The steps give you enough time, enough to recall the whole drama. In the background, the ocean is already pounding in untameable anger, nebulously and ominously. Just ready to erupt, to let the waves go heading off to the beach with all-extinguishing power. On the beach: two men doing battle. One of them is fighting for the great rush of freedom by catching the final wave on his surf board. The other one is battling for the satisfaction of gaining moral high ground to hand over his arch-enemy to the law. Finally, the law enforcer falls prey to the hypnotising consistency of his opponent and tumbles into the water. Patrick Swayze and Keanu Reeves in the final scene of Point Break at Bells Beach. Only the toughest people come here to surf. The beach is renowned worldwide for its unique waves, their size, their dimension, their power. Further up, somebody carved “If you can’t surf, fuck off!” into the wooden railing at the steps. The wind hisses from the ocean as if wanting to knock you off the steps, slate-grey clouds loom threateningly on the endless horizon. Bells Beach is harsh beauty.
What is left of the native rain forest which once covered the area is now protected in the Great Otway National Park. Eucalyptus regnans, also called Mountain Ash, is the mightiest living thing on earth. Lumperjacks once talked about a tree a height of 150 metres. The average height of the trees in the park is still 80 to 90 metres. The birth of such trees goes back to a time when Isaac Newton saw the light of day and Rembrandt was creating his masterpieces. These giants swallow everything, the light of the sun, the noise of civilisation. In the midst of root systems and ferns, and backdrops akin to fantasy worlds, the human being becomes rather insignificant in stature.
Dramatic shipwreck coast
A few minutes down towards the cape, and the powers emanating from the forest are severed. Lizzie Corke and Shayne Neal have found their perfect spot on a site previously cleared of woodland. The couple run the Cape Otway Centre for Conservation Ecology, an institution that is now regarded as an example par excellence for sustainable tourism in Australia. “Come on in, I need to give my babies the bottle,” says a blond freckled woman from behind the fly-screen door. Soon we find out that the babies are orphaned wallabies Lizzie is nursing back to health. Shayne puts milk into the bottle and talks about the beginnings: “We were looking for exactly this kind of lives and threw ourselves into the adventure of our life ten years ago.” And it was worth it. The Centre has grown constantly and employs many like-minded people and scientists who share the common idea that sustainable life can work out.

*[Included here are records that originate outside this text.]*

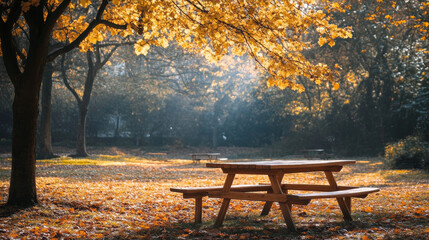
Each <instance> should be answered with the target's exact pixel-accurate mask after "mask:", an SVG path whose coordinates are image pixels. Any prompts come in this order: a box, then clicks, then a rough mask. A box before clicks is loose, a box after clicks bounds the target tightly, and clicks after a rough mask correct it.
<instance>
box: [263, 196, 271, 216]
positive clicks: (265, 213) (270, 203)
mask: <svg viewBox="0 0 429 240" xmlns="http://www.w3.org/2000/svg"><path fill="white" fill-rule="evenodd" d="M271 192H272V191H271ZM269 193H270V192H269ZM272 206H273V202H265V205H264V208H263V209H262V212H261V216H267V215H268V214H269V213H270V209H271V207H272Z"/></svg>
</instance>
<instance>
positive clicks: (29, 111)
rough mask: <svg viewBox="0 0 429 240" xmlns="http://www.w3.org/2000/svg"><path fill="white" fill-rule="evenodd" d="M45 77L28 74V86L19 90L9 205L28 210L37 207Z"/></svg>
mask: <svg viewBox="0 0 429 240" xmlns="http://www.w3.org/2000/svg"><path fill="white" fill-rule="evenodd" d="M37 77H40V78H41V76H38V74H36V75H31V74H25V75H24V76H23V78H24V79H22V81H25V80H28V81H27V82H26V84H20V85H19V86H16V87H15V98H14V101H13V130H12V174H11V179H10V187H9V198H8V201H7V204H8V205H11V206H19V207H28V206H33V205H35V204H37V194H36V135H37V118H38V114H39V108H38V104H39V90H40V81H38V80H34V79H31V78H37Z"/></svg>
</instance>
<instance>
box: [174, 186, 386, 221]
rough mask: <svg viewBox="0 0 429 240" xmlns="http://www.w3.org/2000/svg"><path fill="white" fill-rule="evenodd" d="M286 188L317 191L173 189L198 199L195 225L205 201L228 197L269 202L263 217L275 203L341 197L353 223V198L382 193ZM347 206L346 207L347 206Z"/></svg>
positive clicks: (364, 197)
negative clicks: (277, 202)
mask: <svg viewBox="0 0 429 240" xmlns="http://www.w3.org/2000/svg"><path fill="white" fill-rule="evenodd" d="M282 188H283V189H288V190H304V191H316V192H312V193H302V194H272V193H270V194H260V193H259V194H258V193H251V192H261V191H266V192H268V193H269V192H272V187H271V185H268V184H259V185H233V186H231V189H230V192H229V193H225V192H222V189H223V186H214V187H185V188H170V191H172V192H178V193H182V194H183V198H195V223H201V221H202V198H203V197H205V196H209V197H214V198H224V197H226V196H233V198H234V199H242V200H254V201H255V200H256V201H266V206H268V207H265V206H264V209H263V211H262V214H261V215H267V214H268V211H269V208H270V207H271V204H272V202H275V201H278V202H286V203H288V204H290V205H291V204H298V205H307V204H309V203H310V201H311V200H312V199H320V198H337V200H338V201H339V202H344V201H345V202H344V204H340V206H342V208H345V209H344V211H346V215H345V219H346V220H351V216H350V212H351V197H357V198H365V197H366V196H367V195H368V194H370V193H375V192H378V191H380V189H378V188H373V187H349V186H338V187H337V188H338V190H332V187H331V186H329V185H310V184H282ZM343 205H344V206H343Z"/></svg>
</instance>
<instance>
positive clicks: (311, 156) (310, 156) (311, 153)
mask: <svg viewBox="0 0 429 240" xmlns="http://www.w3.org/2000/svg"><path fill="white" fill-rule="evenodd" d="M301 151H302V152H303V154H304V157H305V158H307V159H313V158H320V159H327V155H326V154H325V149H322V148H320V149H303V150H301Z"/></svg>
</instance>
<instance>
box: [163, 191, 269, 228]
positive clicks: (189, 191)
mask: <svg viewBox="0 0 429 240" xmlns="http://www.w3.org/2000/svg"><path fill="white" fill-rule="evenodd" d="M222 189H223V186H215V187H186V188H170V191H172V192H178V193H183V198H195V223H201V219H202V214H203V201H202V199H203V197H206V196H208V195H209V193H212V192H218V191H222ZM270 190H271V186H270V185H235V186H231V191H236V192H257V191H270Z"/></svg>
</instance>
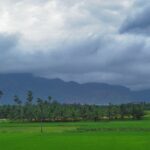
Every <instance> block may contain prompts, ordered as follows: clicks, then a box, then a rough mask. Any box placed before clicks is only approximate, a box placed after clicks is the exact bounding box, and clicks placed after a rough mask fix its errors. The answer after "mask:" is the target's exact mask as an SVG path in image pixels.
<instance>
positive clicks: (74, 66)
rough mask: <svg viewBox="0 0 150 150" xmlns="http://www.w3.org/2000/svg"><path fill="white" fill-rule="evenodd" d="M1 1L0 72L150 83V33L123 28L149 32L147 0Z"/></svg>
mask: <svg viewBox="0 0 150 150" xmlns="http://www.w3.org/2000/svg"><path fill="white" fill-rule="evenodd" d="M6 1H7V3H6V4H5V1H0V12H1V13H0V19H1V22H0V33H1V35H0V52H1V55H0V73H4V72H7V73H11V72H13V73H15V72H29V73H32V74H34V75H36V76H42V77H47V78H56V77H58V78H62V79H64V80H67V81H68V80H74V81H79V82H92V81H95V82H107V83H112V84H122V85H126V86H128V87H131V88H134V89H135V88H146V87H150V79H149V76H150V71H149V66H150V51H149V49H150V44H149V43H150V42H149V41H150V39H149V37H148V36H136V35H135V34H124V33H126V32H127V33H128V32H130V33H132V32H134V33H144V34H147V35H148V32H149V20H150V19H148V18H149V13H150V11H149V9H148V8H149V4H148V3H149V2H148V1H142V2H141V1H140V0H137V1H136V3H134V4H133V6H131V3H130V2H131V1H130V0H125V1H120V0H113V2H112V1H111V0H108V1H104V0H95V1H93V0H83V1H80V0H74V1H70V0H64V1H61V0H52V1H47V0H38V1H36V2H35V1H29V0H23V1H21V2H20V1H18V0H14V1H15V2H16V3H14V2H12V0H6ZM8 2H9V3H8ZM10 4H11V5H10ZM2 5H4V7H3V8H2V9H1V6H2ZM8 6H9V7H8ZM16 6H17V7H16ZM5 7H6V8H7V9H6V8H5ZM4 8H5V9H4ZM4 10H5V11H4ZM1 14H2V15H1ZM127 14H128V16H127ZM16 18H17V19H16ZM125 18H127V19H125ZM122 22H123V25H122V27H121V32H122V34H120V33H119V32H118V31H119V29H120V26H121V23H122ZM4 31H5V32H6V33H9V34H3V33H4ZM15 33H17V34H15ZM18 34H19V36H18ZM20 35H21V36H20Z"/></svg>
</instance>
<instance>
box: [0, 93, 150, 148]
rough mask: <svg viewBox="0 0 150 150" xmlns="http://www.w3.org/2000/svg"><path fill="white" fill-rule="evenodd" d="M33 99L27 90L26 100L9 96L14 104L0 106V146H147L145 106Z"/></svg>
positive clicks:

In the purple light of dusk we observe animals along the Koala Ridge Walk. Grey kangaroos mistreat the grass at a safe distance to their observers. The trail leads back into the forest from where pig-like grunts can be heard, only a bit longer, louder and more dangerous. Lizzie laughs: “Typical territorial protective behaviour of a male koala.” And indeed, there are lazy furballs up in the forked branches of the trees.
The next day starts in simple plain white with the light house at Cape Otway which, up above the sea, marks the start of the Shipwreck Coast which stretches towards the west. Many ships were wrecked and hundreds, or even thousands of lives lost along the often rocky coast. Originally it was the convicts from England on their way to Sydney, and later on adventurers in the gold rush, lured by the gold in Victoria and New South Wales. In Port Campbell National Park, where the twelve photogenic Apostles stand in the sea, you can well imagine their perky character. What is Australia doing there? It simply comes to an end. Not a gradual slope towards the sea. No, without any warning, there is a 50 metre high sandstone wall. A stone-coloured and warming golden glimmer at the end of the world. It does not get any more spectacular than that.
Great Ocean Road
the Great Ocean Road starts about one and a half hours away from Melbourne and winds its way along the coast of Victoria for about 250 kilometres. The start of the panorama route bearing the official name B100 is just after the surfer town of Torquay. From there it goes west to Warrnambool. Rainforest and deserted dream-like beaches frame the Great Ocean Road and with a bit of luck, you can spot some whales. For a relaxed roadtrip, you should plan at least three days.